In Deutschland gilt das medienrechtliche Prinzip der Staatsferne: Der Staat darf nicht gleichzeitig Presse sein. Andernfalls würde die in der Verfassung verankerte öffentliche Kontrolle durch Medien ausgehöhlt.
Im Überlinger Gemeinderat zeigte sich bei der Debatte ums Amtsblatt „Hallo Ü“ in exemplarischer Weise, wohin es führt, wenn Staat gleich Medien macht: Der Gemeinderat als Organ der Legislative erteilt auf Antrag der Stadtverwaltung (Exekutive) einem einzelnen kritischen Gemeinderat ein Schreibverbot und schränkt damit die Meinungsvielfalt ein.
Freilich begrenzt nur aufs Amtsblatt; über welche unabhängigen Publikationen Biniossek künftig seine Meinung platziert oder zumindest anbietet, bleibt ihm natürlich unbenommen. Dennoch beschreibt der Gemeinderat damit ein Verständnis von Gewaltenteilung, wie es die Väter des nunmehr 70 Jahre alten Grundgesetzes sicherlich nicht gemeint haben.
Biniossek wird in dem neuen Redaktionsstatut namentlich nicht benannt, aber jedem am Ratstisch war klar, dass ihm und seinen Beiträgen die Offerte galt. Politisch könnte der Schuss nach hinten losgehen. Jedenfalls war es mutig vom Gesamtgremium, diesen Schuss zehn Tage vor der Gemeinderatswahl gegen einen Einzelnen abzufeuern. Denn am 26. Mai befinden die Wähler – und nicht ihre Vertreter im Rat – darüber, wie viel kritische Meinung ihnen im Gemeinderat lieb ist.
Biniossek kandidiert wieder, diesmal nicht für die Linke, sondern für BÜB+, die erklärtermaßen das fortsetzen möchte, was Biniossek in seiner Amtszeit konsequent einforderte: Mehr Transparenz bei politischen Entscheidungen, und weniger Hinterzimmerdebatten.
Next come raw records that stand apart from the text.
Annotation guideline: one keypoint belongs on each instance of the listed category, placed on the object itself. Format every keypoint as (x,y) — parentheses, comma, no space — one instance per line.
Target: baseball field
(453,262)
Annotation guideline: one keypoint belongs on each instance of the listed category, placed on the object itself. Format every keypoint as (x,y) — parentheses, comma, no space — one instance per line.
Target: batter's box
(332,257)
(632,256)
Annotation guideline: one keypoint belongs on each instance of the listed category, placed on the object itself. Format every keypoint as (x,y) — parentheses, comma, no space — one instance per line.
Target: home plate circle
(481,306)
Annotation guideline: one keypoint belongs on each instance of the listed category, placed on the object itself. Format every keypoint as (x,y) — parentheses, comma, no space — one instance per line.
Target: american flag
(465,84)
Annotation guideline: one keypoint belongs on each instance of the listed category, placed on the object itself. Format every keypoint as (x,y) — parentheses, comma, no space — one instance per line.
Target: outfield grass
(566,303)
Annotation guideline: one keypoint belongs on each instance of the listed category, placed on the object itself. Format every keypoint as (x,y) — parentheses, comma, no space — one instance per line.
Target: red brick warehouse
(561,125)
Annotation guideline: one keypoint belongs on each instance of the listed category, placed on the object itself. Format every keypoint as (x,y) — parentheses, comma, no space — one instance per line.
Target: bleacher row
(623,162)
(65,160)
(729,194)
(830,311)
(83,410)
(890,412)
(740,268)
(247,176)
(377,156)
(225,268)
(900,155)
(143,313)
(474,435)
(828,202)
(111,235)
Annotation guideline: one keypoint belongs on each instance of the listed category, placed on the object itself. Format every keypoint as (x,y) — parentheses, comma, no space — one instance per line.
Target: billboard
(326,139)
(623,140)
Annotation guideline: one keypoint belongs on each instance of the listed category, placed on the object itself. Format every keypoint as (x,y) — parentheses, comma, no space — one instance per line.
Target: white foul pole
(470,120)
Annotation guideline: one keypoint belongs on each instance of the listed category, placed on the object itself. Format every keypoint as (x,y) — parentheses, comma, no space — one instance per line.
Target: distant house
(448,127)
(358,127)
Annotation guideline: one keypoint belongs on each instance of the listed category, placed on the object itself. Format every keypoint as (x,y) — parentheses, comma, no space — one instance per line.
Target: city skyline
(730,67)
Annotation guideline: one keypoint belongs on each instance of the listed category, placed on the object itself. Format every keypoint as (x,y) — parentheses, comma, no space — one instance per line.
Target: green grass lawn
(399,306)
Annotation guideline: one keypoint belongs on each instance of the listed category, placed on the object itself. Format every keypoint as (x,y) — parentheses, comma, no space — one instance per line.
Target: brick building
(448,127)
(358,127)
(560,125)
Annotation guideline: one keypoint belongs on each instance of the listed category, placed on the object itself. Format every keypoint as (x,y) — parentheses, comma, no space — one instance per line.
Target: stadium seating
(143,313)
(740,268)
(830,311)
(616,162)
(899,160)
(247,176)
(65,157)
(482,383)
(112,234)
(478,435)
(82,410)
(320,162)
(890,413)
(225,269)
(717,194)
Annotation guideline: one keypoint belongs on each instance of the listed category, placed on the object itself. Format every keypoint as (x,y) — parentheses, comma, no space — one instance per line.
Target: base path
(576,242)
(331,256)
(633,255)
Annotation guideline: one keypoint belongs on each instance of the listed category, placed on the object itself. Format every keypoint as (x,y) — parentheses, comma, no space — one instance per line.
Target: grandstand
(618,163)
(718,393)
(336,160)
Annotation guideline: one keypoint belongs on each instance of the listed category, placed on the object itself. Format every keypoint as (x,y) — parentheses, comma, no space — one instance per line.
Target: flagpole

Wenn die BÜB+ im nächsten Gemeinderat den Fraktionsstatus erlangen sollte, wäre sie vom neuen Redaktionsstatuts nicht betroffen und dürfte wie jede andere Fraktion im Staats-Medium Hallo Ü weiterhin veröffentlichen. Ob es dazu kommt, liegt in der Hand der Wähler. Mit dem Ausschluss Biniosseks jedenfalls lieferte die Mehrheit des Gemeinderats ihrem Kollegen kurz vor dem Wahlsonntag noch einmal eine Steilvorlage.